A study was conducted to determine if there were differences in functional outcomes between early and late intervention for intubation-related laryngeal injury.
Approximately 13 million to 20 million patients are intubated in the ICU every year. Clinical evidence shows that 57% of patients who are intubated for more than 12 hours develop acute laryngeal injury after extubation. Acute laryngeal injury is associated with worse patient-reported breathing and vocal symptoms compared to those without acute laryngeal injury.
Intubation injuries generally occur when the endotracheal tube is forced against the posterior glottis by the vector force of the tongue base. If left untreated, acute laryngeal injury can cause posterior glottic stenosis with restricted glottic mobility and impaired ventilation. Early intervention in laryngeal intubation is believed to disrupt the natural course of the disease and minimise fibrotic scar formation as well as long-term physiological impairment.
13 million to 20 million patients are intubated in the ICU every year .... 57% of patients intubated for more than 12 hours develop acute laryngeal injury after extubation
This study included 29 patients with laryngeal injury from endotracheal intubation. Ten patients received early treatment, performed 45 days or less after intubation, while the remaining patients received late treatment, performed greater than 45 days after intubation. Study researchers compared the time to decannulation and the rate of decannulation among patients with early or late intervention for intubation-related posterior glottic injury. They also recorded the number of endoscopic and open reconstructive procedures that these patients underwent.

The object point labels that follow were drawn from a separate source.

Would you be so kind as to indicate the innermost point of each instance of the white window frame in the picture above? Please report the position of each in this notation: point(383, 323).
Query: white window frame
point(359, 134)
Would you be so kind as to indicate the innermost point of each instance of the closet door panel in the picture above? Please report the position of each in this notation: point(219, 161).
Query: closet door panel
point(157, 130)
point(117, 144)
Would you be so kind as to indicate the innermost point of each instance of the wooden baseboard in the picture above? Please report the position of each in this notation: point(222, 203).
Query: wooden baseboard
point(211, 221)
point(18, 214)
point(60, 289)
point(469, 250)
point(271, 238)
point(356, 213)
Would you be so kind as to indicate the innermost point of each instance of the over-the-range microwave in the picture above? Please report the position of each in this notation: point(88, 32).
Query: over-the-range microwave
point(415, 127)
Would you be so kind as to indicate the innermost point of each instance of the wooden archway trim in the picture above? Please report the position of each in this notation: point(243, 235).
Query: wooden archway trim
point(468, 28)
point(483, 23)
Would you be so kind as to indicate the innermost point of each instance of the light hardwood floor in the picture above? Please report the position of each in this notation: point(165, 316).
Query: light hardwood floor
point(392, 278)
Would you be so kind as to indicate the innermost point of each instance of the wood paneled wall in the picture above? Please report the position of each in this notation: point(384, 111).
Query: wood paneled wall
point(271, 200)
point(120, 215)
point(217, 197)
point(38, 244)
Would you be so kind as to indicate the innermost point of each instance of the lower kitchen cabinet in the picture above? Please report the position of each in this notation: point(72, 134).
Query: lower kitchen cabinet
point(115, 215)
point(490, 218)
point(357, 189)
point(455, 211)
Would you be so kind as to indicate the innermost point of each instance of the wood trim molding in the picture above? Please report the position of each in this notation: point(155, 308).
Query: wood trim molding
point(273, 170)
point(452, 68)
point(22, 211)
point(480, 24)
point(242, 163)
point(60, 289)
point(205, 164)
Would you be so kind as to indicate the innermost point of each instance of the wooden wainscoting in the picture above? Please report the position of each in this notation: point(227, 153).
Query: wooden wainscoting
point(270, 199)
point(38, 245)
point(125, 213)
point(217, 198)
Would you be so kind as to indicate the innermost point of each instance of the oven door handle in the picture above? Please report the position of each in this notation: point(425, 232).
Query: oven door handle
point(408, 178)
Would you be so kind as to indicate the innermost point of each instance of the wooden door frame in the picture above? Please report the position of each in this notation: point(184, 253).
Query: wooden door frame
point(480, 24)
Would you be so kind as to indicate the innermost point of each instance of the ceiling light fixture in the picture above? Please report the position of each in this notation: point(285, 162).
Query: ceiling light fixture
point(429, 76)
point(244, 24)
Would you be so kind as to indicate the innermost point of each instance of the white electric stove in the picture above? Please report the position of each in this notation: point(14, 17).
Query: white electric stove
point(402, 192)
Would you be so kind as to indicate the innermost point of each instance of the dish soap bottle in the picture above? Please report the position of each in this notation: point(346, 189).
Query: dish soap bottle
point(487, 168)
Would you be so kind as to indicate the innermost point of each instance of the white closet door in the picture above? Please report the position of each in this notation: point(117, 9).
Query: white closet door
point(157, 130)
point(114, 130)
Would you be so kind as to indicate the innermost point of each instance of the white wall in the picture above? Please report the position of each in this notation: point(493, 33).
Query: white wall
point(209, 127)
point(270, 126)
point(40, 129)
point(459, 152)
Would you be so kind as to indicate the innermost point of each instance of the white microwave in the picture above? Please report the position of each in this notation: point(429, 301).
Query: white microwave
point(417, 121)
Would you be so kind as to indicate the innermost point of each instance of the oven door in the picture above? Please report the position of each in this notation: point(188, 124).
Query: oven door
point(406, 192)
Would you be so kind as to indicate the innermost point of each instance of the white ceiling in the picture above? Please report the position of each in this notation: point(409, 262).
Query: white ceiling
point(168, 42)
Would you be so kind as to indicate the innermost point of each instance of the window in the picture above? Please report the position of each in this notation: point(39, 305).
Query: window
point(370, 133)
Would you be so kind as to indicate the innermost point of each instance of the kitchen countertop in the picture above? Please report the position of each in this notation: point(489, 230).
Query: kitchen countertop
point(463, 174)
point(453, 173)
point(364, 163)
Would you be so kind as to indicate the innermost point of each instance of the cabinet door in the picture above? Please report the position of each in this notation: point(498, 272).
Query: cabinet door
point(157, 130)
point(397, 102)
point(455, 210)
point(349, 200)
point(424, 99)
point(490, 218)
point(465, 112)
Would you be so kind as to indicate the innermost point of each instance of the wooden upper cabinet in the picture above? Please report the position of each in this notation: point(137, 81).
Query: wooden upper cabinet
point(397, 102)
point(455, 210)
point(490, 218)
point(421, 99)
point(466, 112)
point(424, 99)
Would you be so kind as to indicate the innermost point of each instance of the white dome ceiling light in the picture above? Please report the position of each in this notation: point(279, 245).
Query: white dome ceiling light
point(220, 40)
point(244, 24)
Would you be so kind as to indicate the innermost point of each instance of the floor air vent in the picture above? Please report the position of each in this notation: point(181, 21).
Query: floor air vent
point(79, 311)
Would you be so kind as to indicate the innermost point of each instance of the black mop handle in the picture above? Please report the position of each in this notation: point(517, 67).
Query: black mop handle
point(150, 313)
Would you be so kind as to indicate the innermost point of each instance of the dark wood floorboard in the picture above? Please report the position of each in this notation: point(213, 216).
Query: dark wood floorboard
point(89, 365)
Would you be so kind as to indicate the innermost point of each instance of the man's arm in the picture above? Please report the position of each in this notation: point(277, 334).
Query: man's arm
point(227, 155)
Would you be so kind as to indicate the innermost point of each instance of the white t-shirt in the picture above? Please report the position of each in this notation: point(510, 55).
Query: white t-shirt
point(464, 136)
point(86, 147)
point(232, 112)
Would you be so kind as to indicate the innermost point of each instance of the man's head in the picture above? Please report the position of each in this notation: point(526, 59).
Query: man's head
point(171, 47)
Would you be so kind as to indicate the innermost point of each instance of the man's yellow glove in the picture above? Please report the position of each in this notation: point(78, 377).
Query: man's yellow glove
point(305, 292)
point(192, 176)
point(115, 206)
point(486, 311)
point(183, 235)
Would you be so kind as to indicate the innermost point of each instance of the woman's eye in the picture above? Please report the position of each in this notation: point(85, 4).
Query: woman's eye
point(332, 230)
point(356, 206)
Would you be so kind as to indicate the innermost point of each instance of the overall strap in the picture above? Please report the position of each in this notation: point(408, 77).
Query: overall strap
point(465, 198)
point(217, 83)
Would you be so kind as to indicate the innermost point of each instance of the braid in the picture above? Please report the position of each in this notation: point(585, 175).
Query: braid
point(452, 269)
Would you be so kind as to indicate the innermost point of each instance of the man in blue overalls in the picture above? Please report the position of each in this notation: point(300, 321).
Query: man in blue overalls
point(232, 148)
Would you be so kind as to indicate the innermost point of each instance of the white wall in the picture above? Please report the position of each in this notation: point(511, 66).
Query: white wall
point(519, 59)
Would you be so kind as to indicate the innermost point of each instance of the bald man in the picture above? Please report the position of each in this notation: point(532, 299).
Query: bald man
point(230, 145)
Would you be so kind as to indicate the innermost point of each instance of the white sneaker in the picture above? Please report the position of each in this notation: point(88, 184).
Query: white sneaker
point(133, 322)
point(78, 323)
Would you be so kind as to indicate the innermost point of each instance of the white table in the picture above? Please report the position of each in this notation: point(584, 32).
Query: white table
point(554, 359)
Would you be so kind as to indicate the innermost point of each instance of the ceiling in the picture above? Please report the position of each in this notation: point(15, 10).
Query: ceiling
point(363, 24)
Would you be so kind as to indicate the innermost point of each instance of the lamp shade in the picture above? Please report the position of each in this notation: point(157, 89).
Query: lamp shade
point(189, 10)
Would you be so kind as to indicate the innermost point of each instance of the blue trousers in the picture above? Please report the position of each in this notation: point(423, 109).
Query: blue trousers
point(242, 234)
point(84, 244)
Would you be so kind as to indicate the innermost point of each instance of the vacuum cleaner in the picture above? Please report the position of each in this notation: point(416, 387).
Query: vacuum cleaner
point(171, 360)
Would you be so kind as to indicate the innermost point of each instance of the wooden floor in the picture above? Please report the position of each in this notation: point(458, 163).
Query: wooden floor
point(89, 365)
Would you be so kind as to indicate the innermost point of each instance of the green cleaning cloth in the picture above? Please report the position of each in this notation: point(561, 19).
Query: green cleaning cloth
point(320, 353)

As part of the early intervention, patients received intravenous anaesthesia consisting of propofol combined with a muscle relaxant. Patients with late intervention underwent operative diagnostic endoscopy to facilitate anatomical staging of the airway disease.The most prevalent indication for intubation and mechanical ventilation for both groups (early and late treatment) was trauma.
Findings showed that compared to late intervention, early intervention for acute laryngeal injury after intubation was associated with fewer surgical procedures, shorter duration of tracheostomy dependence, a higher rate of decannulation, and restored laryngeal function without open reconstruction.
These findings suggest that early intervention in laryngeal injury may disrupt the natural course of the disease, minimise fibrotic scar formation and limit long-term physiological impairment. Study results may also be relevant for COVID-19 patients who require an extended duration of endotracheal intubation.
More focus should be placed on early diagnosis and intervention of acute airway injuries after intubation. There should also be more studies exploring the utility of screening protocols for high-risk patients with comorbid illness, prolonged intubation or extensive dyspnoea after extubation.